He could not understand how a child of his could be a notably and
unmistakably dull creature who never shone in anything.
"Good heavens!" he had said more than once, as he stared at her,
"there are times when I think she is as stupid as her Aunt Eliza!"
If her Aunt Eliza had been slow to learn and quick to forget a thing
entirely when she had learned it, Ermengarde was strikingly like her.
She was the monumental dunce of the school, and it could not be denied.
"She must be MADE to learn," her father said to Miss Minchin.
Consequently Ermengarde spent the greater part of her life in disgrace or
in tears. She learned things and forgot them; or, if she remembered them,
she did not understand them. So it was natural that, having made Sara's
acquaintance, she should sit and stare at her with profound admiration.
"You can speak French, can't you?" she said respectfully.
Sara got on to the window-seat, which was a big, deep one, and,
tucking up her feet, sat with her hands clasped round her knees.
"I can speak it because I have heard it all my life," she answered.
"You could speak it if you had always heard it."
"Oh, no, I couldn't," said Ermengarde. "I NEVER could speak it!"
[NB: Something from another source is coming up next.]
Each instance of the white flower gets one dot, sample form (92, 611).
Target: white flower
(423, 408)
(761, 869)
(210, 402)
"Why?" inquired Sara, curiously.
Ermengarde shook her head so that the pigtail wobbled.
"You heard me just now," she said. "I'm always like that.
I can't SAY the words. They're so queer."
She paused a moment, and then added with a touch of awe in her voice,
"You are CLEVER aren't you?"
Sara looked out of the window into the dingy square, where the
sparrows were hopping and twittering on the wet, iron railings
and the sooty branches of the trees. She reflected a few moments.
She had heard it said very often that she was "clever," and she
wondered if she was--and IF she was, how it had happened.
"I don't know," she said. "I can't tell." Then, seeing a mournful
look on the round, chubby face, she gave a little laugh and changed
the subject.
"Would you like to see Emily?" she inquired.
"Who is Emily?" Ermengarde asked, just as Miss Minchin had done.
"Come up to my room and see," said Sara, holding out her hand.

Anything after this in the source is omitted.